Posted to users@kafka.apache.org by Gioacchino Vino <gi...@gmail.com> on 2019/11/16 00:28:47 UTC
Running stateful Kafka Stream Application on topic with multiple
partitions
Hi expert,
I don't understand a kafka behavior and I'm here to ask for explanation.
My processing task is pretty simple and it's quite similar to a
change-log one.
The record value contains a key/value pair: if the new value is
different respect the stored one, forward to the output topic and update
the state store, otherwise do nothing. There is also a punctuate task
that forwards all stored data to the output topic periodically (30 seconds).
The input topic has 6 partitions.
The observed behavior is that the punctuate task sends 6 times the same
key/value pair. I figure out that there are 6 state store instances, one
for each topic partition, and this produces the undesired behavior of
having 6 times the same key/value pair, but I want only one.

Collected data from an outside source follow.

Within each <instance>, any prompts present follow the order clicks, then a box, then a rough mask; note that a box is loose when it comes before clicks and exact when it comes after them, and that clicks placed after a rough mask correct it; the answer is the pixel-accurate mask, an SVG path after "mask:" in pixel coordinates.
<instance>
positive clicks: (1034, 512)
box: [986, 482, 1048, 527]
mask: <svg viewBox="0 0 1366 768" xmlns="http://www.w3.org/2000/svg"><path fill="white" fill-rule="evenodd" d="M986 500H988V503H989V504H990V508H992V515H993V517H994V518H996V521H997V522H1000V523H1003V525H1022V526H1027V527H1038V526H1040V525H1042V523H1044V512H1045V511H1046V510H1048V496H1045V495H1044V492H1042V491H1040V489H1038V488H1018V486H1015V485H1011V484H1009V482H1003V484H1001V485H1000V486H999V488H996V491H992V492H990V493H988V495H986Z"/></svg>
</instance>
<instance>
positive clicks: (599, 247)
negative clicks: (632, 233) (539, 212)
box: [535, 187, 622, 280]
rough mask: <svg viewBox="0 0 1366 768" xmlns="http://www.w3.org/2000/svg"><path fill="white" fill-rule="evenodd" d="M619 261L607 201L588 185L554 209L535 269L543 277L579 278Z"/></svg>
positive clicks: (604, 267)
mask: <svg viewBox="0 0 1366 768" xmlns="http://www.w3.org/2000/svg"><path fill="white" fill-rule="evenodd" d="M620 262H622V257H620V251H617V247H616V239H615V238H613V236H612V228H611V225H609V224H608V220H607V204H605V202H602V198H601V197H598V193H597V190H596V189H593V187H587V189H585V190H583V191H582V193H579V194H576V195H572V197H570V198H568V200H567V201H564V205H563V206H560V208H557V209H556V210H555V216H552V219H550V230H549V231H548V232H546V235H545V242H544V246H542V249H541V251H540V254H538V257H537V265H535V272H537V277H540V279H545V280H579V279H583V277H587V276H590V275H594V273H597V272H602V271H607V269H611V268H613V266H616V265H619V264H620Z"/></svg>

I tried to use a single partition for the input topic and in this
scenario I got the correct behavior: the punctuate task sends no pair
copies.
The issue is that I don't want use input topic with a single partition
because that topic collects data from a large number of producers.
Any better explanations?
Any comments or advices?
Thank a lot in advance,
Gioacchino
Re: Running stateful Kafka Stream Application on topic with multiple
partitions
Posted by "Matthias J. Sax" <ma...@confluent.io>.
You need to partition the input data correctly, thus that all records
with the same key go the same partition. For this case, all records with
the same key will be processed by the same task, and thus each key is
stored in one shard only.
-Matthias
On 11/15/19 4:28 PM, Gioacchino Vino wrote:
> Hi expert,
>
>
> I don't understand a kafka behavior and I'm here to ask for explanation.
>
> My processing task is pretty simple and it's quite similar to a
> change-log one.
>
> The record value contains a key/value pair: if the new value is
> different respect the stored one, forward to the output topic and update
> the state store, otherwise do nothing. There is also a punctuate task
> that forwards all stored data to the output topic periodically (30
> seconds).
>
> The input topic has 6 partitions.
>
> The observed behavior is that the punctuate task sends 6 times the same
> key/value pair. I figure out that there are 6 state store instances, one
> for each topic partition, and this produces the undesired behavior of
> having 6 times the same key/value pair, but I want only one.
>
> I tried to use a single partition for the input topic and in this
> scenario I got the correct behavior: the punctuate task sends no pair
> copies.
>
> The issue is that I don't want use input topic with a single partition
> because that topic collects data from a large number of producers.
>
>
> Any better explanations?
>
> Any comments or advices?
>
>
> Thank a lot in advance,
>
> Gioacchino
>
>
>